Published: 27 May 2010

In breakthrough research, scientists at the McGill University, Department of Biochemistry have discovered that a small segment of a protein that interacts with RNA can control the normal expression of genes - including those that are active in cancer...

In breakthrough research, scientists at the McGill University, Department of Biochemistry have discovered that a small segment of a protein that interacts with RNA can control the normal expression of genes - including those that are active in cancer.

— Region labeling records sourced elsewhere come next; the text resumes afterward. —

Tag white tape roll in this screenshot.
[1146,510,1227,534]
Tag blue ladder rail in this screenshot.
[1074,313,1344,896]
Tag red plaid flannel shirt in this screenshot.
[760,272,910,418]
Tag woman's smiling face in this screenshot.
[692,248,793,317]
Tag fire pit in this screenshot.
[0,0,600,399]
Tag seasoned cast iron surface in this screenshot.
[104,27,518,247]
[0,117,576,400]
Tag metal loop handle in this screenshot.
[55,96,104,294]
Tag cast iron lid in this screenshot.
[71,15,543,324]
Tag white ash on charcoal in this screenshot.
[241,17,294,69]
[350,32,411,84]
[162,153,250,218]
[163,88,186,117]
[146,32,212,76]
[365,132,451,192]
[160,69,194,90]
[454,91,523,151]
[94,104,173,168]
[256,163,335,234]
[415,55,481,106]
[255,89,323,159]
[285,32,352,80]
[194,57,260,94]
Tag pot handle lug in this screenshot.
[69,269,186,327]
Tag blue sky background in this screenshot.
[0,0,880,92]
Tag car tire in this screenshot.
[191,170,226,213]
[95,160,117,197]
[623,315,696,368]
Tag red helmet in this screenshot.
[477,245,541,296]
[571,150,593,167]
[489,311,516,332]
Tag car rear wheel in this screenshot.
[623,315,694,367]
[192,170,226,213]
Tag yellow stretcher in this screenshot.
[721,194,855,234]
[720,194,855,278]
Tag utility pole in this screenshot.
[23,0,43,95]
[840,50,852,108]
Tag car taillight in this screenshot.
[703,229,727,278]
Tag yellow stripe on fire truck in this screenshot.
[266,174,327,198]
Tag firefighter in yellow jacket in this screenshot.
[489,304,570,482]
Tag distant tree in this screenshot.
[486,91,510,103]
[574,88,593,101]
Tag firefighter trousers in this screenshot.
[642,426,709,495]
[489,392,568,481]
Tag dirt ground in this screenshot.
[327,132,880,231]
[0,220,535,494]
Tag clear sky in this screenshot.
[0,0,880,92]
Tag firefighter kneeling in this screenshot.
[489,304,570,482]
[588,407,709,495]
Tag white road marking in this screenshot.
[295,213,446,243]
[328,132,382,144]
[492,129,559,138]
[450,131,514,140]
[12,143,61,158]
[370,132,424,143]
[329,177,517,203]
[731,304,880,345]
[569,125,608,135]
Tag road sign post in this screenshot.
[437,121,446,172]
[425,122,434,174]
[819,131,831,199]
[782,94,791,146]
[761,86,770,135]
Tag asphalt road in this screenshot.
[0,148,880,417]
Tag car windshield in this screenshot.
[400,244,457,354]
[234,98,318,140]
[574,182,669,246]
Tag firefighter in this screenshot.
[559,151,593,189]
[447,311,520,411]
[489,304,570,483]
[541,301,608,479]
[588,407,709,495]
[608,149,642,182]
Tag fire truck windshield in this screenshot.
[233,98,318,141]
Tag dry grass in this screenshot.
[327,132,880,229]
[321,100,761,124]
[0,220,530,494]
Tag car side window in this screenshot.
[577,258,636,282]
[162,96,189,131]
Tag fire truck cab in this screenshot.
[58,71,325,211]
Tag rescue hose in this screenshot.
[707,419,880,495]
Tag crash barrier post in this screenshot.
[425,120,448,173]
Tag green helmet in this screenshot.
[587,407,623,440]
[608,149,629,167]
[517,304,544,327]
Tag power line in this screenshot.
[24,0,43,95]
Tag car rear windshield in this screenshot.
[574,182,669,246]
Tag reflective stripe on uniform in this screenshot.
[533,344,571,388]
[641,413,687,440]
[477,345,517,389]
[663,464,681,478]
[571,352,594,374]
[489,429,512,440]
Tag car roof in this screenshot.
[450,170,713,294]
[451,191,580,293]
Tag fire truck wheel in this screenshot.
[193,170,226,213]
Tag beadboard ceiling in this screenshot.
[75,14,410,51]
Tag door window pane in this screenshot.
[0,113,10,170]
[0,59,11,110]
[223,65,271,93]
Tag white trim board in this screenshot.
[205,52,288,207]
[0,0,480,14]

The research has important immediate applications for laboratory research and is another step toward the kind of individualized cancer therapies researchers are pursuing vigorously around the world. Dr. Bhushan Nagar and graduate student Filipp Frank, in collaboration with Dr. Nahum Sonenberg at McGill's new Life Sciences Complex, used structural biology to unravel how a small segment in the Argonaute proteins, the key molecules of RNA interference, can select the correct micro RNAs. And the team has discovered that Argonaute proteins can potentially be exploited to enhance gene silencing. "This is fantastic news. You've seen stories lately about how we may see the end of chemotherapy? Well, this is part of that path in developing genetically based therapies that can be tailored to individual patients' particular illnesses. It's a great step forward," said Dr. David Thomas, Chair of McGill's Department of Biochemistry.